Una educación desde esta perspectiva no está hecha para formar engranes perfectos de una fábrica sino para acompañar a los alumnos en el proceso de convertirse en seres humanos conscientes, que se cuestionan el mundo donde viven y que son capaces de crear e idear nuevos mañanas. Esta educación necesita de una visión de derechos humanos, pero también de una visión ética que se cuestione no solo el quehacer individual sino los efectos que nuestras acciones como grupos, como sociedades y como especie tienen en el mundo que habitamos.
Como dice Stefania Gianni, directora general adjunta de Educación de la UNESCO, “la pandemia nos ha enseñado que la educación debe servir a una visión ética y no solo económica”. Y es que si hoy —como nunca— necesitamos apelar a la educación, no es porque deseemos perpetuar un sistema que no hace más que dañar todo lo que toca, sino porque la humanidad necesita que las mujeres y los hombres del mañana sean capaces de enfrentar el mundo que les tocará desde una perspectiva integral, respetuosa de la naturaleza, de sus congéneres y de los recursos de los que dispondrán las generaciones futuras.

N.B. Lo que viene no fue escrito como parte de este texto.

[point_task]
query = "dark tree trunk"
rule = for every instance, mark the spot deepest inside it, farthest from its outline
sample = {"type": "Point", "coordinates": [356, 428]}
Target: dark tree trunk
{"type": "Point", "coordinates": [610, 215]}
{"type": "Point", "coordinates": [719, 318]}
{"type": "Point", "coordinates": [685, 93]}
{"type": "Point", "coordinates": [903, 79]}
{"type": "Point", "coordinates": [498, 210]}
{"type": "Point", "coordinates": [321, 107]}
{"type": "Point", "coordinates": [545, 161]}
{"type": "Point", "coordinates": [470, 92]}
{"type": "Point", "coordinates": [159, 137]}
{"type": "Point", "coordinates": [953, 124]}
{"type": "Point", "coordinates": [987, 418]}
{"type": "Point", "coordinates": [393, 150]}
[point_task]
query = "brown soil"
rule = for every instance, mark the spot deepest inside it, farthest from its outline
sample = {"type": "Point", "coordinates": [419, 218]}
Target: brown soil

Gianni señala algo que pocos han querido ver en esta crisis: la educación y la salud no son derechos opuestos; por el contrario, se complementan y tienen la misma prioridad. Por su puesto que con ello no dice que haya que volver a las escuelas a costa de la salud, sino que es necesario que los sistemas sean lo suficientemente adaptables para no dejar de lado a nadie. Y, más allá de ello, que es necesario que tanto las medidas de salud como las de educación nos preparen para salir de esta crisis, pero también para construir el mundo del mañana si es que queremos verlo llegar. Sin duda, una oportunidad para ver hacia dónde se encaminan los valores del poder y el capital será el próximo Foro de Davos, que —a mi juicio— será el gran punto de inflexión de nuestro tiempo. Esperemos expectantes y escépticos.
Manchamanteles
Es la época de lo efímero, y todo da cuenta de ello. Lo que hoy es noticia mañana dejará de serlo en cuanto aparezca una luz más brillante o un alarido más escandaloso. Responder a los estímulos instantáneos nos convierte cada vez más en seres incapaces de establecer correlaciones y seguir la lógica causa-efecto. Experimentamos las crisis del hoy como si fueran hechos aislados y no las miramos como el resultado de una cadena de fenómenos que se han aglutinado como una bola de nieve que forma una avalancha. El mundo pasa tiempos difíciles, pero pocos miran hacia las raíces del desastre. ¿Dejaremos de mirarnos los ombligos para empezar a atender las razones de nuestro infortunio? ¿Valdrá más un infierno efímero —dado nuestro agotamiento— que un paraíso discutido?
Narciso el obsceno
El narcisista cree que cuanto más agresivo es, más fortaleza muestra. Los puñetazos en la pared son, para él, señal irrefutable de una autoridad moral, o de cualquier índole, que (¡lo sentimos, Narciso!) solo existe en su imaginación.